When King Cnut died in 1035, it should have been a simple matter to divide his kingdom between his two teenage sons. King Cnut had a wife, Emma of Normandy. They had a son, Harthacnut. King Cnut also had a mistress, Aelfgifu. And they had a son, Harold Harefoot.
King Cnut ruled two kingdoms, the North Land (Norway, Denmark and parts of Sweden) and Britain. Queen Emma wanted it all for her son, Prince Harthacnut, 17. But there was a problem – he was in Denmark fighting off an invasion. His half-brother, Harold Harefoot, 19, was in England.
The English, to avoid a battle, named young Harold King of England. His first act was to rout Queen Emma and her court. Exiled, Emma headed straight for Denmark. By the time she reached her son with the bad news, he had repelled his enemies.
Mother and son amassed a 62-ship armada to invade England and overthrow Harold, but as Harthacnut and his men sailed toward England, King Harold died. The English happily greeted Harthacnut as their new king, relieved to welcome his ships as friends, not invaders.
Two years later, young King Harthacnut was at a wedding, drinking a toast to the bride, when he suddenly fell down, frothing at the mouth. He died without speaking a word.
The kingdom went to his older half-brother, Edward the Confessor (Saint Edward, canonized in 1161). He ruled England from 1042 until his death on Jan. 5, 1066. Unfortunately for England, he did not name a successor. But just before he died, he pointed at Harold Godwinson. Godwinson took this to mean that he was now king.
Two other men did not agree. One was the Viking king of Norway. The other was a red-haired bastard, William of Normandy.

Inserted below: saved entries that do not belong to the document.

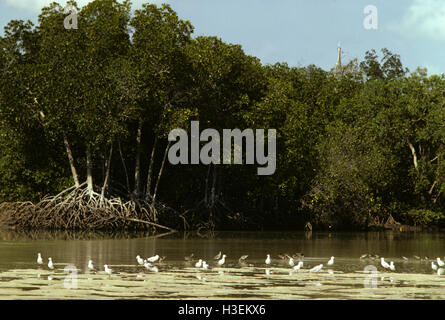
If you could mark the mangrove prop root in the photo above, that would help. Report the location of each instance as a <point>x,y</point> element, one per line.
<point>79,208</point>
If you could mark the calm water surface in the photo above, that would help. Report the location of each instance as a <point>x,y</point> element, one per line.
<point>178,279</point>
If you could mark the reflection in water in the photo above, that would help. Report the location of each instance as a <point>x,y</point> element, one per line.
<point>355,252</point>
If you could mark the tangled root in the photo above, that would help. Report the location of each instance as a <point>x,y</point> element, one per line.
<point>80,208</point>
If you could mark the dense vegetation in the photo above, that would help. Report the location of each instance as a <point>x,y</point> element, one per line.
<point>96,104</point>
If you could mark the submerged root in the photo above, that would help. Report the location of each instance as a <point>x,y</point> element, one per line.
<point>80,208</point>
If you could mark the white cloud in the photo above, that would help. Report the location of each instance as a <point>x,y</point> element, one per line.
<point>36,5</point>
<point>423,18</point>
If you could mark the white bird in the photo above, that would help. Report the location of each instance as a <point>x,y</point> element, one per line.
<point>433,266</point>
<point>139,260</point>
<point>153,259</point>
<point>384,263</point>
<point>39,259</point>
<point>50,264</point>
<point>298,266</point>
<point>222,261</point>
<point>218,256</point>
<point>392,266</point>
<point>316,268</point>
<point>108,270</point>
<point>91,265</point>
<point>198,264</point>
<point>150,267</point>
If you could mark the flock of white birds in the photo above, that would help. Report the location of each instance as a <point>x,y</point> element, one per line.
<point>220,258</point>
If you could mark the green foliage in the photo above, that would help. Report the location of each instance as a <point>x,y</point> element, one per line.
<point>350,150</point>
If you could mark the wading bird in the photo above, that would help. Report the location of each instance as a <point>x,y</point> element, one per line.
<point>298,266</point>
<point>91,265</point>
<point>198,264</point>
<point>316,268</point>
<point>189,258</point>
<point>433,266</point>
<point>218,256</point>
<point>392,266</point>
<point>222,261</point>
<point>153,259</point>
<point>50,264</point>
<point>384,263</point>
<point>108,270</point>
<point>139,260</point>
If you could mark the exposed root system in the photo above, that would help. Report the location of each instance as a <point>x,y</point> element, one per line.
<point>80,208</point>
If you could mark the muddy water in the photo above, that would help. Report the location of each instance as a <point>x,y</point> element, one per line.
<point>347,278</point>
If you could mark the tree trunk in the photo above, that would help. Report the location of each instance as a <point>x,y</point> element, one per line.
<point>160,173</point>
<point>107,175</point>
<point>137,169</point>
<point>71,160</point>
<point>413,152</point>
<point>125,167</point>
<point>206,197</point>
<point>89,171</point>
<point>150,169</point>
<point>212,197</point>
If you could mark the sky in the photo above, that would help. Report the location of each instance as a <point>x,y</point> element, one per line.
<point>302,32</point>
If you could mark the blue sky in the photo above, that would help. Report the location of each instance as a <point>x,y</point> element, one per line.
<point>302,32</point>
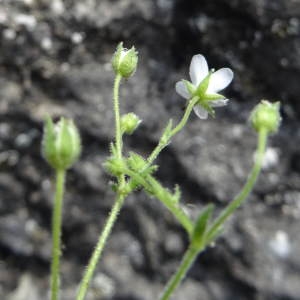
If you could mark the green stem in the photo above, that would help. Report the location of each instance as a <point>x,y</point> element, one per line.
<point>89,272</point>
<point>119,143</point>
<point>164,142</point>
<point>56,233</point>
<point>186,263</point>
<point>241,197</point>
<point>154,187</point>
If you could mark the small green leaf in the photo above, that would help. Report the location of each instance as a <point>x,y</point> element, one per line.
<point>200,226</point>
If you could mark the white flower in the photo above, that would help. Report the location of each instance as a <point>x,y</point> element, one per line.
<point>206,85</point>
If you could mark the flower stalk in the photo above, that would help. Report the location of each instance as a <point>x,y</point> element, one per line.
<point>56,234</point>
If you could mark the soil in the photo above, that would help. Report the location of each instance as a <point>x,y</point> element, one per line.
<point>55,59</point>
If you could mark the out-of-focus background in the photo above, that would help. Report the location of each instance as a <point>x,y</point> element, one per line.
<point>55,59</point>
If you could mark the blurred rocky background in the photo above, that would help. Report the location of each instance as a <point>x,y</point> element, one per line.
<point>55,59</point>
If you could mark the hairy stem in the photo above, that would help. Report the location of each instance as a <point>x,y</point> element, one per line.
<point>56,233</point>
<point>247,188</point>
<point>89,272</point>
<point>186,263</point>
<point>163,143</point>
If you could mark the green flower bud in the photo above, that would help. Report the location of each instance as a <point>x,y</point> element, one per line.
<point>266,116</point>
<point>61,146</point>
<point>125,61</point>
<point>129,123</point>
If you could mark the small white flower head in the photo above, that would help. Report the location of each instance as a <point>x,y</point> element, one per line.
<point>205,85</point>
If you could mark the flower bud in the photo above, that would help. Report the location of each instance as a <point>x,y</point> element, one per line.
<point>129,123</point>
<point>61,145</point>
<point>266,116</point>
<point>125,61</point>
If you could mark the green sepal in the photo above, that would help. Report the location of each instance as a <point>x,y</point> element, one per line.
<point>48,148</point>
<point>124,61</point>
<point>200,226</point>
<point>61,145</point>
<point>189,86</point>
<point>214,235</point>
<point>209,109</point>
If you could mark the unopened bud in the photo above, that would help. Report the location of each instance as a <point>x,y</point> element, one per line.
<point>266,116</point>
<point>125,61</point>
<point>129,123</point>
<point>61,144</point>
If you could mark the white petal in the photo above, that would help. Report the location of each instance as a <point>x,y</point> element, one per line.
<point>182,90</point>
<point>198,69</point>
<point>218,103</point>
<point>200,112</point>
<point>219,80</point>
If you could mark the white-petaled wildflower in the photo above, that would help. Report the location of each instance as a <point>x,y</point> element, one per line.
<point>205,85</point>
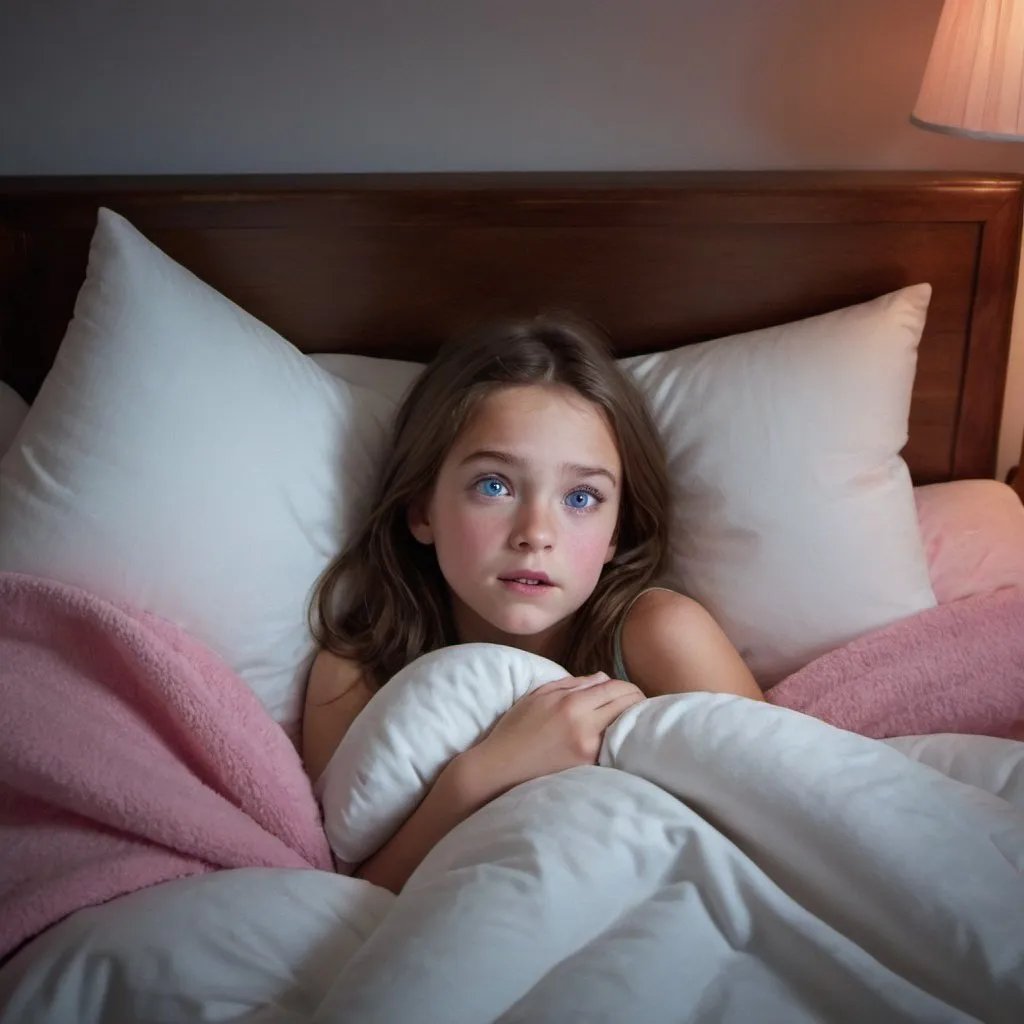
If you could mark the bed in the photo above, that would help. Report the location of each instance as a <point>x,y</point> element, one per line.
<point>662,884</point>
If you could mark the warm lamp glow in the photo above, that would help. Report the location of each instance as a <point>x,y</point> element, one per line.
<point>974,81</point>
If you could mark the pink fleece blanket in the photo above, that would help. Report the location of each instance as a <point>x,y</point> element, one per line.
<point>957,668</point>
<point>129,755</point>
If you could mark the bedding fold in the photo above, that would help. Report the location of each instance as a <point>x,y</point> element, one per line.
<point>130,755</point>
<point>957,669</point>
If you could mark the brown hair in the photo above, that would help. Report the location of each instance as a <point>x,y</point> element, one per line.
<point>398,605</point>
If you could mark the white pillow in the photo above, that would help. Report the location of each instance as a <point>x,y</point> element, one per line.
<point>435,708</point>
<point>13,410</point>
<point>795,520</point>
<point>183,458</point>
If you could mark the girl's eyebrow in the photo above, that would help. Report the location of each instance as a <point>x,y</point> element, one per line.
<point>574,469</point>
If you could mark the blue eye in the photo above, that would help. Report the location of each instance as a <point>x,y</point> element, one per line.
<point>582,499</point>
<point>491,486</point>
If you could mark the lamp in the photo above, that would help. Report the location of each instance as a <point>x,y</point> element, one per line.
<point>974,81</point>
<point>974,84</point>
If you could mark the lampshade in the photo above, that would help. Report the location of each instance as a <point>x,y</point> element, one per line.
<point>974,81</point>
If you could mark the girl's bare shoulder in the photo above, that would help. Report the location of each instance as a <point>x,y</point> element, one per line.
<point>338,689</point>
<point>672,644</point>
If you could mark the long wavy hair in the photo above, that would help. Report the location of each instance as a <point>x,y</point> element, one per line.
<point>383,601</point>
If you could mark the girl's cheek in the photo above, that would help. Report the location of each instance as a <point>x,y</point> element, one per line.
<point>589,548</point>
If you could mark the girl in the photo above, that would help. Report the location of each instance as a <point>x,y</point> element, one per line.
<point>523,502</point>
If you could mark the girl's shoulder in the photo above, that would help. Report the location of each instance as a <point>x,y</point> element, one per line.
<point>337,690</point>
<point>669,643</point>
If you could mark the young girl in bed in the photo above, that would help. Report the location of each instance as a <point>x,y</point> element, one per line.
<point>523,502</point>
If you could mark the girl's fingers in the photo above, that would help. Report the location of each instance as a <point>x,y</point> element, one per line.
<point>607,713</point>
<point>611,689</point>
<point>572,683</point>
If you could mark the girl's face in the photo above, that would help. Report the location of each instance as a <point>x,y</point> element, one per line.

The nobles went with the native son and elected Godwinson the new king.
The Viking king conceded. William of Normandy did not. Godwinson led his English foot soldiers against the Norman knights at the Battle of Hastings. At dusk that day, so some contemporaries reported, an arrow through the eye killed Godwinson, the last Anglo-Saxon king of England.
William the Conqueror became the new king and began a blood line that would still be ruling, with a few DNA zigzags, almost a thousand years later.
3 Comments Add yours
Another very interesting snippet of history, but I’m confused. Why didn’t the kingdom go to Edward first if he was Harthacnut’s OLDER brother? Was he another bastard of Cnut’s? Or a son of Emma’s by another father?
The answer is that Emma was married before, and that husband was not a king, so her first-born son was not in line for the throne. He was later chosen when there was no one else.
Emma of Normandy’s first husband WAS, in fact, a king — known to history as Aethelred the “Unready”. But he had been overthrown by Sweyn and Cnut, who married Emma; as the son of the reigning monarch, Harthacnut had a prior claim over his elder half-brother (who was, in fact, the youngest of a long string of sons born to Aethelred, most of whom died young, but one of whom, Edmund, also briefly reigned.) So Edward the Confessor had a perfectly valid claim to the throne on his own, as the son of Aethelred and his wife, twice queen consort of England — but this was an era when the Witan had to confirm a king’s choice, and they opted for different candidates.